BFH: Keine Ersatzerbschaftsteuer für im Inland nichtrechtsfähige ausländische Familienstiftung

BFH, Urteil vom 04.06.2025 – II R 30/22

Ersatzerbschaftsteuer bei Stiftungen ist für vermögende Privatpersonen, Family Offices und Nachlassplaner ein hochrelevantes Thema. Besonders komplex wird es, wenn ausländische Familienstiftungen Vermögen in Deutschland halten oder ihren Verwaltungssitz ins Inland verlegen. Der Bundesfinanzhof (BFH) hat hierzu nun eine wichtige Entscheidung getroffen.

Kernentscheidung

Der BFH stellt klar:

Eine in der Schweiz errichtete Familienstiftung unterliegt in Deutschland nicht der Ersatzerbschaftsteuer, wenn sie als nichtrechtsfähige Stiftung anzusehen ist.

Damit kommt es nicht allein auf den Verwaltungssitz oder die Vermögensbindung an, sondern maßgeblich auf den zivilrechtlichen Status der Stiftung nach deutschem Recht.

Worum ging es im Streitfall?

  • In der Schweiz wurde eine Familienstiftung errichtet.
  • Die laufende Verwaltung des Stiftungsvermögens erfolgte jedoch in Deutschland.
  • Das Finanzamt ging davon aus, dass aufgrund des deutschen Verwaltungssitzes die Ersatzerbschaftsteuer nach § 1 Abs. 1 Nr. 4 ErbStG greife.

Die Argumentation des Finanzamts:
Stiftungen, die dauerhaft Vermögen zugunsten bestimmter Personen halten, würden im 30-Jahres-Rhythmus ersatzerbschaftsteuerpflichtig, um eine „Vermögensweitergabe ohne Erbschaftsteuer“ zu verhindern.

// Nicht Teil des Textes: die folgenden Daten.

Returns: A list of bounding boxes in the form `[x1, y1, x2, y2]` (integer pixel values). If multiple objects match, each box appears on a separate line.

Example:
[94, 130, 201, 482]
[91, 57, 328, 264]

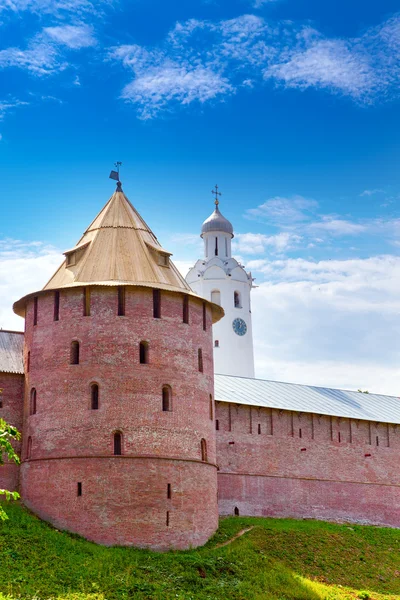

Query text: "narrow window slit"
[90, 383, 99, 410]
[114, 431, 122, 456]
[33, 296, 38, 325]
[70, 341, 79, 365]
[153, 290, 161, 319]
[139, 341, 149, 365]
[118, 285, 125, 317]
[30, 388, 36, 415]
[83, 288, 90, 317]
[183, 296, 189, 324]
[54, 290, 60, 321]
[200, 438, 207, 462]
[162, 385, 172, 412]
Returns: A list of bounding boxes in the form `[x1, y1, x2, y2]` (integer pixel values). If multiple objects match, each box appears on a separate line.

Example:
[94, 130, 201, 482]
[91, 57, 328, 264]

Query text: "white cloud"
[0, 239, 63, 330]
[247, 256, 400, 395]
[112, 45, 232, 119]
[309, 215, 368, 236]
[0, 99, 28, 121]
[232, 232, 301, 255]
[360, 189, 385, 196]
[0, 24, 96, 76]
[110, 14, 400, 118]
[43, 24, 97, 50]
[0, 0, 112, 16]
[245, 195, 318, 226]
[265, 40, 376, 98]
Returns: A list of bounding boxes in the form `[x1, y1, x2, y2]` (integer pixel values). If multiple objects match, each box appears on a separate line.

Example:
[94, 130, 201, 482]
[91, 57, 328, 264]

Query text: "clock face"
[232, 319, 247, 335]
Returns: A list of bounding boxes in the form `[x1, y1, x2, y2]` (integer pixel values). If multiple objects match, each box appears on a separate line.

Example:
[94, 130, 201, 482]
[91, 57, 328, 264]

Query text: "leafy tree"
[0, 412, 21, 521]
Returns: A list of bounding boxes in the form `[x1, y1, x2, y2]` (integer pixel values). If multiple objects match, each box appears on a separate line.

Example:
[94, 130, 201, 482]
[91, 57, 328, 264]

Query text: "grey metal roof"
[0, 329, 24, 375]
[215, 375, 400, 424]
[201, 206, 233, 237]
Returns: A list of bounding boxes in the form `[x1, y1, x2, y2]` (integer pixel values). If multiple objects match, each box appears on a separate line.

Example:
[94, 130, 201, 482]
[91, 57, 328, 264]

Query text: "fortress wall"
[216, 402, 400, 527]
[21, 287, 218, 549]
[0, 373, 24, 491]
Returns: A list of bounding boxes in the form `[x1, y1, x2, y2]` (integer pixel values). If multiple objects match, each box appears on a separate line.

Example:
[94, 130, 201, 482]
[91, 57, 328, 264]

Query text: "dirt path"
[215, 525, 254, 548]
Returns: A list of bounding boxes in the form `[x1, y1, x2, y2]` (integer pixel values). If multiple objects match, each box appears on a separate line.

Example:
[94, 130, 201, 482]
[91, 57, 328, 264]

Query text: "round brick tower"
[14, 183, 223, 550]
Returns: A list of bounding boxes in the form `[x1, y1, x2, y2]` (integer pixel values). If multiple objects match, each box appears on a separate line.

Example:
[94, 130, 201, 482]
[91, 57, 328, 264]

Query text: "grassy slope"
[0, 504, 400, 600]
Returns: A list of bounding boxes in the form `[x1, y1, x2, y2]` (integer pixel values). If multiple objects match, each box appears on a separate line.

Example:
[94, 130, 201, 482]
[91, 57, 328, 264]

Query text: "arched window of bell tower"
[233, 291, 242, 308]
[211, 290, 221, 306]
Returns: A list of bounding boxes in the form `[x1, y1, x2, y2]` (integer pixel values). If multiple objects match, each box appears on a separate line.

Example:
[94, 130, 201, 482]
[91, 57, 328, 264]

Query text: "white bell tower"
[186, 186, 254, 378]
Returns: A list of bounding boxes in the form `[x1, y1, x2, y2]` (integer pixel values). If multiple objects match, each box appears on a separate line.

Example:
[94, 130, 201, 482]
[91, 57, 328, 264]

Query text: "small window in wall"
[233, 292, 242, 308]
[33, 296, 38, 325]
[139, 341, 149, 365]
[162, 385, 172, 412]
[53, 290, 60, 321]
[114, 431, 122, 456]
[29, 388, 36, 415]
[200, 438, 207, 462]
[26, 437, 32, 458]
[153, 290, 161, 319]
[118, 285, 125, 317]
[83, 288, 90, 317]
[90, 383, 99, 410]
[70, 341, 79, 365]
[211, 290, 221, 306]
[183, 296, 189, 323]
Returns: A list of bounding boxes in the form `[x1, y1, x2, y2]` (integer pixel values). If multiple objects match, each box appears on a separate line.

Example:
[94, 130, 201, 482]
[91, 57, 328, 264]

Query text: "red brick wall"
[0, 373, 24, 491]
[21, 287, 218, 549]
[216, 402, 400, 527]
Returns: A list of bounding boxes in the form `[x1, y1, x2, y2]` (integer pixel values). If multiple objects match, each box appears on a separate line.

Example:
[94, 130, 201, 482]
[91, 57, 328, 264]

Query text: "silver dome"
[201, 206, 233, 237]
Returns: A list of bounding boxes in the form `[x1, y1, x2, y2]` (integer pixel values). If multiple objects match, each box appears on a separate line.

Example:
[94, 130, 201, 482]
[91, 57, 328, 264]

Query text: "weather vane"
[110, 161, 122, 187]
[211, 184, 222, 206]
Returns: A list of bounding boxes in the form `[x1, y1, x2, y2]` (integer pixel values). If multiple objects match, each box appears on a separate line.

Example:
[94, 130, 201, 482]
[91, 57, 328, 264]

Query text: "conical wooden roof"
[14, 182, 223, 321]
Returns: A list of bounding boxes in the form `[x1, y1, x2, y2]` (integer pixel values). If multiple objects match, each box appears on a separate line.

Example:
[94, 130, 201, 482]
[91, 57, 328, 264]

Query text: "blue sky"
[0, 0, 400, 393]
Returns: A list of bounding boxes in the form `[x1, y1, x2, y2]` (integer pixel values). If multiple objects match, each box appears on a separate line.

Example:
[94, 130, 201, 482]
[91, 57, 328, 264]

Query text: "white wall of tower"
[186, 223, 254, 378]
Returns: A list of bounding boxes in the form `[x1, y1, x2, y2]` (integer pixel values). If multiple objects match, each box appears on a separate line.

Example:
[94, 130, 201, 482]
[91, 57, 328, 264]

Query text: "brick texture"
[0, 373, 24, 491]
[21, 287, 218, 550]
[216, 402, 400, 527]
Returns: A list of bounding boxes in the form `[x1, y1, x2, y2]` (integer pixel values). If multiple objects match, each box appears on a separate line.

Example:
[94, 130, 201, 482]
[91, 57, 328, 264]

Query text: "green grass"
[0, 504, 400, 600]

Warum entschied der BFH gegen die Steuerpflicht?

Der BFH stellt auf einen entscheidenden Punkt ab:

✅ Nur rechtsfähige Stiftungen oder vergleichbare Gebilde unterliegen der Ersatzerbschaftsteuer.
✅ Die Stiftung im Streitfall war jedoch nichtrechtsfähig, denn sie besaß keine eigene Rechtsträgerschaft.
✅ Das Vermögen wurde zivilrechtlich durch Treuhänder gehalten – nicht durch die Stiftung selbst.

➡️ Folge: Keine Ersatzerbschaftsteuerpflicht.

Einordnung der Entscheidung

Die Entscheidung zeigt einmal mehr:
Für die Ersatzerbschaftsteuer reicht es nicht aus, wenn:

  • Vermögen langfristig familiengebunden ist,
  • der Verwaltungssitz in Deutschland liegt,
  • oder deutsche Nutznießer vorhanden sind.

Ausschlaggebend ist die Rechtsnatur des Konstrukts:

  • Ist die Stiftung rechtsfähig?
  • Wer ist zivilrechtlicher Vermögensträger?
  • Liegt eine Stiftung im Sinne des deutschen Erbschaftsteuerrechts vor?

Wenn – wie hier – kein eigenständiger Rechtsträger existiert, greift § 1 Abs. 1 Nr. 4 ErbStG nicht.

Praktische Bedeutung für Berater und Gestalter

Gestaltungsmodelle mit Familienstiftungen werden häufig in der Schweiz, Liechtenstein oder Österreich genutzt.
✅ Das Urteil eröffnet steuerliche Argumentationsansätze in Fällen, in denen ausländische Strukturen als Treuhandmodelle organisiert sind.
✅ Es zeigt zugleich die Risiken der Ersatzerbschaftsteuer nur dort auf, wo eine rechtsfähige Stiftung Vermögen dauerhaft hält.

Wichtig jedoch:
Auch ohne Ersatzerbschaftsteuer kann eine Erbschaft- oder Schenkungsteuerpflicht entstehen – z. B. bei Zuwendungen an inländische Begünstigte oder beim Übergang von Vermögenswerten.

Für wen ist das Urteil relevant?

  • Unternehmerfamilien mit Vermögensstrukturen im Ausland
  • Family Offices
  • Steuerberater mit internationalen Erbschaftsteuerfällen
  • Stiftungsrechtliche Gestalter und Nachfolgeplaner

Fazit

Der BFH stellt klar:
Eine im Ausland errichtete und im Inland verwaltete Familienstiftung löst keine Ersatzerbschaftsteuer aus, wenn sie nicht rechtsfähig ist.
Für internationale Nachfolgemodelle ist das ein wichtiges Signal – und ein Hinweis darauf, wie entscheidend die zivilrechtliche Qualifikation der Stiftung ist.